Jul 22, 2011 14:01 GMT  ·  By

Google Places is getting an overhaul. It's part of the major redesign that is sweeping across all of Google's products and started with Google+. But there's more to it that a visual revamp, the new Google Places also comes with a few changes, the biggest of which is the removal of third-party reviews.

If you visit a place page on Google, you'll notice that it adopted the same visual style now found on several Google products, including the flagship Google+ and the search engine.

Google Maps was one of the first to switch to the new design so it makes sense that Places do the same. The now familiar elements are visible throughout, the grayed out header, the skinned buttons and so on.

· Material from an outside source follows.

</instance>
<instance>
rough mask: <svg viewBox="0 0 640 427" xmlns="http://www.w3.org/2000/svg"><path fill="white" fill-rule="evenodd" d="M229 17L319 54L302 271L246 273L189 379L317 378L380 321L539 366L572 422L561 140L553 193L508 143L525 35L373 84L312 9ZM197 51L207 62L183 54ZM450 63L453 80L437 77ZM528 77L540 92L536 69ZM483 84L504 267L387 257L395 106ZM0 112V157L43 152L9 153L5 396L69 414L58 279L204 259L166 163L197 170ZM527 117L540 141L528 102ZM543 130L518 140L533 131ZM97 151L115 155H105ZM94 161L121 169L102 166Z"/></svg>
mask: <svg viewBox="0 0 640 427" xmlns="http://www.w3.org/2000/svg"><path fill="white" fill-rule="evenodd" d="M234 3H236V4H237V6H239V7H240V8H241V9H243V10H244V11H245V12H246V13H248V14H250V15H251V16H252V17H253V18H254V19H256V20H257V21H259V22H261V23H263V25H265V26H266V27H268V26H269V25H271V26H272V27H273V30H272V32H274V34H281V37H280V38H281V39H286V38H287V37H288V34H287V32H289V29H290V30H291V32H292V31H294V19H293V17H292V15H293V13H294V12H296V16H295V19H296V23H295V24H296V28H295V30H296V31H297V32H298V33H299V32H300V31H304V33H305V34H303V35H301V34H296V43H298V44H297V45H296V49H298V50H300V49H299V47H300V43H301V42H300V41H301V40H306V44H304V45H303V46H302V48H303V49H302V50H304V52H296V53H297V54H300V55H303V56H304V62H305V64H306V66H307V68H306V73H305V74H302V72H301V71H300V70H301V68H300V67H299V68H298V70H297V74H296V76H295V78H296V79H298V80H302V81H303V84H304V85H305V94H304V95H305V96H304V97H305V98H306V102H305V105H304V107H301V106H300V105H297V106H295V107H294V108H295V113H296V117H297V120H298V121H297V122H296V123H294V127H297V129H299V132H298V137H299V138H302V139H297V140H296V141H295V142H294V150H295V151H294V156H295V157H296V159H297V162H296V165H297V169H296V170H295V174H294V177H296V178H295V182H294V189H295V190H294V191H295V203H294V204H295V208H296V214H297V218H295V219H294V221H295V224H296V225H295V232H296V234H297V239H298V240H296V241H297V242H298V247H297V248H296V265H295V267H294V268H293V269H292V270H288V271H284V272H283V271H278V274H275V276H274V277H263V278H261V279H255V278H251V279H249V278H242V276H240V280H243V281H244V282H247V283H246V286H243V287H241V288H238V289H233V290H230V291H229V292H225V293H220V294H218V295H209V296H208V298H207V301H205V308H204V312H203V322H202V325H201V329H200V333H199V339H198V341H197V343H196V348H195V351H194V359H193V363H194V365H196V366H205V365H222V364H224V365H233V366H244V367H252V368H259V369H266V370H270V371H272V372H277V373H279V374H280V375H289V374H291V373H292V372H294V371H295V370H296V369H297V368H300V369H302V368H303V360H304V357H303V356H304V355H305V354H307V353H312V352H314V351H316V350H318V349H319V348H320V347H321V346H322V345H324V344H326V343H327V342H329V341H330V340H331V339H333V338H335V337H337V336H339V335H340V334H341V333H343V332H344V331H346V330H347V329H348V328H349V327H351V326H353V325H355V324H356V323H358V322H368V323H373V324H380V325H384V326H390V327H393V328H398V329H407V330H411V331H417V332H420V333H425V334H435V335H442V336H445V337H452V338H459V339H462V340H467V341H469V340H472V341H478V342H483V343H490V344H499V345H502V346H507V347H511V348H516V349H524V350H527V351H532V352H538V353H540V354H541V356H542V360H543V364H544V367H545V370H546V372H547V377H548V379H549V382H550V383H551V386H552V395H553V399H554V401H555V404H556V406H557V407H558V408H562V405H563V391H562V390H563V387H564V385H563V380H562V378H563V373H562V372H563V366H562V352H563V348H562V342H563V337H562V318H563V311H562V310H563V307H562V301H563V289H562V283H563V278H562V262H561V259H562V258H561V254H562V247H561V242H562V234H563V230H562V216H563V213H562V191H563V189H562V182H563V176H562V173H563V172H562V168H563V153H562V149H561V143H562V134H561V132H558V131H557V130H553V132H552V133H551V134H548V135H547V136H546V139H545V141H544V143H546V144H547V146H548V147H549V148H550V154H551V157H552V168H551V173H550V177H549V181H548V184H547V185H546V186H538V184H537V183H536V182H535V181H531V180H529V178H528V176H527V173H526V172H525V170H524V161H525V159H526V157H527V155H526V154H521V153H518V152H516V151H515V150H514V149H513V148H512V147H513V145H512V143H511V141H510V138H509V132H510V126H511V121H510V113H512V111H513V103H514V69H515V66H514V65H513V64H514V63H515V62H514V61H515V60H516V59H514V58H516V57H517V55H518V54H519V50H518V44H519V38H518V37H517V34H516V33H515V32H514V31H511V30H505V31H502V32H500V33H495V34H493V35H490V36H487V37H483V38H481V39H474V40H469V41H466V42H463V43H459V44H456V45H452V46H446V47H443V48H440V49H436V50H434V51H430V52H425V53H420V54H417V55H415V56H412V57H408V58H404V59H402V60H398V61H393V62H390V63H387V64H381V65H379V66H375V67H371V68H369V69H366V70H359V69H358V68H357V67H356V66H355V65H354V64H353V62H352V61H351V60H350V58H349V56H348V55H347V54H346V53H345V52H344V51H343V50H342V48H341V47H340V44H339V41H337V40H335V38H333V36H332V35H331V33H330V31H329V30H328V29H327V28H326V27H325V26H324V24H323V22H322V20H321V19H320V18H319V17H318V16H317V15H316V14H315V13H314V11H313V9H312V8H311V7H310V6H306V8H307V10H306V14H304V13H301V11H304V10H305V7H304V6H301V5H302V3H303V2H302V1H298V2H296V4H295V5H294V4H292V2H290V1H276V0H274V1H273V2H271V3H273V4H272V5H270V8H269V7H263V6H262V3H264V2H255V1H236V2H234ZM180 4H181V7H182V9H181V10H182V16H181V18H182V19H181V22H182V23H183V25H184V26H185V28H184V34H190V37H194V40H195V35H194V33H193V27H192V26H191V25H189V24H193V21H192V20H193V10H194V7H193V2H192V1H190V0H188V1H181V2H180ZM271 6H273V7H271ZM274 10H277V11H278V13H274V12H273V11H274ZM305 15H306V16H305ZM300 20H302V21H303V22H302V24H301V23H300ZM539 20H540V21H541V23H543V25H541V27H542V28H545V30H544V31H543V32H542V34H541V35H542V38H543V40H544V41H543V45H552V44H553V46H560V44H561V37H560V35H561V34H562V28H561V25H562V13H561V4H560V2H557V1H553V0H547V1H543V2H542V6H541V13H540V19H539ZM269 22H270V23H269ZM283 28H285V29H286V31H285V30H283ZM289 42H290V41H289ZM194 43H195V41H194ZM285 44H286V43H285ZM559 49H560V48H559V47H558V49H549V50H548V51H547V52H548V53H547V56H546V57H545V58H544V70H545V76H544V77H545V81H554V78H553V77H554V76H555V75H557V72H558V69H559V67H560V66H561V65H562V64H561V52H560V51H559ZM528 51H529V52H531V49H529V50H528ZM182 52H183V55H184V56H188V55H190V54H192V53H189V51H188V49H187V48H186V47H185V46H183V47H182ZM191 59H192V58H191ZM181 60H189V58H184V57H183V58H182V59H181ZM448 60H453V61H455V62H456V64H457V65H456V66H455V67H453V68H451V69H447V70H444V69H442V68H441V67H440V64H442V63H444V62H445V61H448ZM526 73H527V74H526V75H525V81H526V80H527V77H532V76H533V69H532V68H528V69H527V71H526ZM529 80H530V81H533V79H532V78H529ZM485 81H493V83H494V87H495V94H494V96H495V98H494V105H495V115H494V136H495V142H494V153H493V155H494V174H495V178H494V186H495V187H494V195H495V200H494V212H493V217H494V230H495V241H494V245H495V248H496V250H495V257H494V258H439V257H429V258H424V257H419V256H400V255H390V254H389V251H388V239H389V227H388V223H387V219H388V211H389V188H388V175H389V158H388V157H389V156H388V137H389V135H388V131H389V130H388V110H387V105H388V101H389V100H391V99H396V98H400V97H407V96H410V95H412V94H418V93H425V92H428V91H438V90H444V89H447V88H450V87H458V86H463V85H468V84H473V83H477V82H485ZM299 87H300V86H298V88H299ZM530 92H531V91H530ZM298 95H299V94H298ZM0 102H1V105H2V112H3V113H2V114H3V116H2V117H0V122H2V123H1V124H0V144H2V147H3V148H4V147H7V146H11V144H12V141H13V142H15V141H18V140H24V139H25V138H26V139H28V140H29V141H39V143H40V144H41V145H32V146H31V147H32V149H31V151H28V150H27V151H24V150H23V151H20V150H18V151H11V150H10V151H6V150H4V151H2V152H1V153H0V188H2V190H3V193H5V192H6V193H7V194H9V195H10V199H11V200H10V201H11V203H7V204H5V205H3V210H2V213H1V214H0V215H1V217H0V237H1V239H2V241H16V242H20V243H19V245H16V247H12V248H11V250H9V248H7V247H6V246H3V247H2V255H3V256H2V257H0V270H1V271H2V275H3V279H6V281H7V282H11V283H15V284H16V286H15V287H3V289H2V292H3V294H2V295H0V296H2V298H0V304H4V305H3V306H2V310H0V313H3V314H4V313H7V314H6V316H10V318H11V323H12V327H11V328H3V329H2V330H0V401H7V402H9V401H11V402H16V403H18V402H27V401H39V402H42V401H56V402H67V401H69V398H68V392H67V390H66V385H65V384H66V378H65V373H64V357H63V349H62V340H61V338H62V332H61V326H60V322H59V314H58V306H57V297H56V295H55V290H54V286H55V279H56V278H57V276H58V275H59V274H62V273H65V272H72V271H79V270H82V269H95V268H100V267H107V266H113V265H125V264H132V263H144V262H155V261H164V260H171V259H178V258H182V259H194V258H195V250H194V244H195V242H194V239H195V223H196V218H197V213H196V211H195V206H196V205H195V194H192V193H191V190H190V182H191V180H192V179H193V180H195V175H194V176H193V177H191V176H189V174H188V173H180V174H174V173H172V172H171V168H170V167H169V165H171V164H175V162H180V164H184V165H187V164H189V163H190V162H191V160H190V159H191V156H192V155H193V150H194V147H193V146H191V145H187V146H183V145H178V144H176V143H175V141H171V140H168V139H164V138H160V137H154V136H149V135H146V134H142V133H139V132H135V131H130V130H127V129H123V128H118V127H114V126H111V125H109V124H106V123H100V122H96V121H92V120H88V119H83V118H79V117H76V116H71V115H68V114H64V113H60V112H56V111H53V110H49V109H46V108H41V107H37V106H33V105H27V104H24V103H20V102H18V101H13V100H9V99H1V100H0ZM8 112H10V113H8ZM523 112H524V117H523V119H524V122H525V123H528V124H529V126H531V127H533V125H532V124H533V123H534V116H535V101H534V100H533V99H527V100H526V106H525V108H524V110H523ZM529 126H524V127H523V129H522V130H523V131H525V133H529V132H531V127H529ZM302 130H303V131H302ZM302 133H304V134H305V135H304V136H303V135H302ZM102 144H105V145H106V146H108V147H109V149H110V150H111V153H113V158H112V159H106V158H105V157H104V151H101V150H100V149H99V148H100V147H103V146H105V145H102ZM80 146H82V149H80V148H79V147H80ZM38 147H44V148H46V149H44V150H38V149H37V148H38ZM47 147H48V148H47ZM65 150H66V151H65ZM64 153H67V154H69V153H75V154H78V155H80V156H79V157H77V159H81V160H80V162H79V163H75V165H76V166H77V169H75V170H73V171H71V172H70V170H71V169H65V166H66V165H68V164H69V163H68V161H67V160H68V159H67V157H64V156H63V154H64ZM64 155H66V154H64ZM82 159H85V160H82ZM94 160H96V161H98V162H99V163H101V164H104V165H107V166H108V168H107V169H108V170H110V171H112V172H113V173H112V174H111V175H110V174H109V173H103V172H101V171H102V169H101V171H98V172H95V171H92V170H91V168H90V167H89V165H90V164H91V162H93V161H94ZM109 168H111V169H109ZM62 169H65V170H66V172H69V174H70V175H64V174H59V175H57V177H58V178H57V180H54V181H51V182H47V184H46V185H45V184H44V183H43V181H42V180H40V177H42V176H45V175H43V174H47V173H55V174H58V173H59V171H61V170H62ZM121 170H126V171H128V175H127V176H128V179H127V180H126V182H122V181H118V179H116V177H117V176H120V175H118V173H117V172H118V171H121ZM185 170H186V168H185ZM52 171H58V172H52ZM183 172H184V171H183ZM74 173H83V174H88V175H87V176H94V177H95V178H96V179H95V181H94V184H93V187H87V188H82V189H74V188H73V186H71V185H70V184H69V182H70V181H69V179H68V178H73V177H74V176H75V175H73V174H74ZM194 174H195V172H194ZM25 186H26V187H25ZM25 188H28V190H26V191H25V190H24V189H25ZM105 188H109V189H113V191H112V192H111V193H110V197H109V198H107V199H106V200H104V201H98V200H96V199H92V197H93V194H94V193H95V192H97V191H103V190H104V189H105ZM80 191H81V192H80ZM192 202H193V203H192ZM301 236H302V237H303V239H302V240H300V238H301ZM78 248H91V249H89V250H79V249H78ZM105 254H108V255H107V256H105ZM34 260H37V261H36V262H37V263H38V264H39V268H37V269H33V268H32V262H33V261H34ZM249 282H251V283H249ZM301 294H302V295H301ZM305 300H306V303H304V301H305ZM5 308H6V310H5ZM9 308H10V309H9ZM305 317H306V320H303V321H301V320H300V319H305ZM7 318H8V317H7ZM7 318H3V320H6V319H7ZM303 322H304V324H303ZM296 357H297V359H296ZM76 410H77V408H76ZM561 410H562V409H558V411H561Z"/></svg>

"Making constant tweaks and adjustments to our user interfaces and overall user experience have always been the norm at Google, and you may have recently heard about our renewed effort across all Google products to make the user experience more focused, elastic and effortless," Avni Shah, director of Product Management at Google, wrote.

"Changes have already started to appear on Google Maps, and we’ve now simplified our Place pages across desktop and mobile devices as well," he announced.

Google wanted to make it clearer and easier for users to add photos for the places they like, so there is now a much more prominently placed Upload Photo button.

At the same time, Google wants more people writing about their experience at various places, so it also placed a hard-to-miss "Write a Review" button. This feature is based on Hotpot, the experimental product Google launched last fall and which was later rolled into Places.

With more reviews from Google users, the company has decided, no doubt thanks to a lot of pressure from those affected, to no longer display snippets of reviews from various websites.

Instead, it will rely solely on its own data, but it still links to third-party sites that have reviews for the place. This is something that Yelp and others have been arguing with Google over for months now, but it should be very interesting to see the effect the move has on those sites.

Because those sites would much rather have Google pay for the snippets than have any trace of them removed from places which will certainly lead to a drop in traffic.